Day adapted to changing times by moving from family-oriented musical comedies to dramatic thrillers and sex comedies that were considered racy for their time in the early 1960s. As her supporters have pointed out, those who labeled Day "the eternal virgin" missed the point that her characters in the adult comedies were independent, warm-blooded professional women who were not averse to sex but simply refused to be taken advantage of by a man.

Born Doris Mary Ann Von Kappelhoff in Cincinnati on April 3, 1924, Day began singing lessons as a teen after an automobile accident ended her dreams of becoming a dancer. She sang on radio, in clubs and, eventually, with the Bob Crosby and Les Brown bands. By the mid-1940s she was a very successful recording star, enjoying a major hit recording of "Sentimental Journey" in 1944.

Day made her film debut in the starring role of Romance on the High Seas (1948), a Warner Bros. musical about mixed identities on an ocean liner that had been intended first for Judy Garland and then Betty Hutton. Day clicked immediately with audiences, leading Warners to line up a series of musical vehicles for their new star. She teamed with Jack Carson in It's a Great Feeling (1949, also starring Dennis Morgan) and My Dream Is Yours (1949); and with Gordon MacRae in Tea for Two (1950), On Moonlight Bay (1951) and By the Light of the Silvery Moon (1953).

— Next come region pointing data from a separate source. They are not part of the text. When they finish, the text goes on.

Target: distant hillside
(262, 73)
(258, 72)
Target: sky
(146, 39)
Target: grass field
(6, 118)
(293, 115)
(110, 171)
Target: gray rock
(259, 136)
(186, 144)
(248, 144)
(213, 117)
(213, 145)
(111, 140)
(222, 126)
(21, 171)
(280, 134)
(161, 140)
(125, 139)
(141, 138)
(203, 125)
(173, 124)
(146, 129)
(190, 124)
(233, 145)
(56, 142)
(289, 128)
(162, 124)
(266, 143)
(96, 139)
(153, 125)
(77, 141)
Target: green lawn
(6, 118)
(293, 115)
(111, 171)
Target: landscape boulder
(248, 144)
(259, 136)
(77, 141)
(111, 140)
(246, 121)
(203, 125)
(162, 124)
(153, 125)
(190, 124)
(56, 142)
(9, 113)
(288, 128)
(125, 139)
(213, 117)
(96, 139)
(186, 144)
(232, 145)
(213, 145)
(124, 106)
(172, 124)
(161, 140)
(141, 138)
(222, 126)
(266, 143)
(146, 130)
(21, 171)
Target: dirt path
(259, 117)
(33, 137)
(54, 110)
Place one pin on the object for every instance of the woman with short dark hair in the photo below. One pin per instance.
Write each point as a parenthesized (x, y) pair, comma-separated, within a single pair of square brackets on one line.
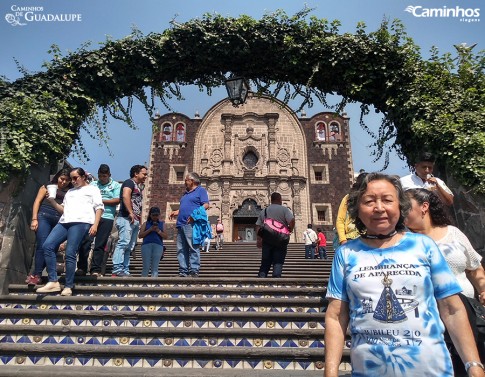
[(44, 218), (82, 209), (152, 248), (397, 293)]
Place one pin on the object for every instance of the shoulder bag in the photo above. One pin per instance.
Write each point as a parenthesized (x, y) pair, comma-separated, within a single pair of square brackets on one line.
[(273, 232)]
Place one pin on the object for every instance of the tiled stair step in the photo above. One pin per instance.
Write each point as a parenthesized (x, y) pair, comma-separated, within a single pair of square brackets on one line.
[(169, 357), (106, 371), (165, 335), (210, 287), (179, 303), (227, 262), (88, 318), (70, 336)]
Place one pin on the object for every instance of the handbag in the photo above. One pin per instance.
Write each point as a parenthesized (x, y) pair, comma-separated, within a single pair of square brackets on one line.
[(273, 232), (476, 316)]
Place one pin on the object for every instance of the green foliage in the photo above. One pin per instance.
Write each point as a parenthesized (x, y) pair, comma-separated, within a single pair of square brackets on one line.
[(437, 102)]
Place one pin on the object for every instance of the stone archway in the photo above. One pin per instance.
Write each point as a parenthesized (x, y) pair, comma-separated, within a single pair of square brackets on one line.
[(437, 103), (298, 56)]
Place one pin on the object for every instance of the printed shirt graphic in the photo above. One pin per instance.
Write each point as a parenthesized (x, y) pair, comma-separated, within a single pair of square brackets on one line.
[(394, 320), (109, 191), (136, 199)]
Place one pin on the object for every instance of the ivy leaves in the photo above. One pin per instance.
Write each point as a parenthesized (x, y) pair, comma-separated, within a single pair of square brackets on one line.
[(438, 103)]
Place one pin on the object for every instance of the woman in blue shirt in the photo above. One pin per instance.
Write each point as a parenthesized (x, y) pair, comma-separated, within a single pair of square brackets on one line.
[(152, 248)]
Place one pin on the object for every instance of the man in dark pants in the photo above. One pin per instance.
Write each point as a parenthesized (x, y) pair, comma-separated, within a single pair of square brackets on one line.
[(274, 255), (110, 192)]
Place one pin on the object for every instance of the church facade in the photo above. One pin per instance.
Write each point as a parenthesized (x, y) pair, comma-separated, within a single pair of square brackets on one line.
[(245, 153)]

Early on, Day proved her dramatic mettle in Young Man with a Horn (1950) and Storm Warning (1951). But her high point at Warner Bros. was in the musical Calamity Jane (1953), in which she gives a delightfully rowdy performance as "Calam" and sings the Oscar®-winning "My Secret Love." Her contract with the studio expired with Young at Heart (1954), which marked her only screen teaming with Frank Sinatra (and allowed too little of their singing together). Two years later Day made a delightful return to Warners for The Pajama Game (1957), in which she leads most of the original Broadway cast in a high-energy film version of the stage hit.

Day's performance as songbird Ruth Etting in MGM's elaborate musical biography Love Me or Leave Me (1955) is arguably her best, with a wonderful catalog of songs and a challenging acting partner in James Cagney as Etting's often-unscrupulous benefactor. Another compelling collaboration came in The Man Who Knew Too Much (1956), with Day benefiting from the masterful touch of director Alfred Hitchcock in playing James Stewart's distraught wife. The film gave Day another Oscar®-winning song and her signature tune, "Que Sera, Sera." That same year brought more convincing hysterics in Julie (1956), in which Day realizes that her husband Louis Jourdan is a dangerous psychopath who might kill her.

Day's box-office power was slipping a bit in the late 1950s when she suddenly skyrocketed back to the top with Pillow Talk (1959), a mildly naughty sex comedy co-starring Rock Hudson, with whom she shared an undeniable chemistry. For seven out of the next 10 years she registered as the world's top female box-office star. Today, she continues to hold the record as top female film star of all time.

Day followed Pillow Talk, for which she won her only Oscar® nomination, with similarly titillating comedies including Lover Come Back (1961), again with Hudson; That Touch of Mink (1962), with Cary Grant; and Move Over, Darling (1963), with James Garner. In between she did another threatened-wife thriller in which she is excellent, Universal's Midnight Lace (1960), opposite Rex Harrison; and a lavish musical, MGM's production of Billy Rose's Jumbo (1962). The Glass Bottom Boat (1966) can lay claim to being the funniest of Day's later comedies. Her final theatrical film was With Six You Get Eggroll (1968), a pleasant comedy about a mixed family co-starring Brian Keith.

From 1968 to 1973 came the CBS-TV sitcom The Doris Day Show, a project to which Day's late husband, Martin Melcher, reportedly had committed her without her knowledge. In 1985-86 she appeared on the Christian Broadcast Network in Doris Day and Friends, an informal talk-show with an emphasis on the animal-rights activities in which Day has been involved for years. Day was married four times; each marriage ended in divorce except the one to Melcher, who died in 1968. Day had one son, producer-writer Terry Melcher, who died in 2004 at age 62.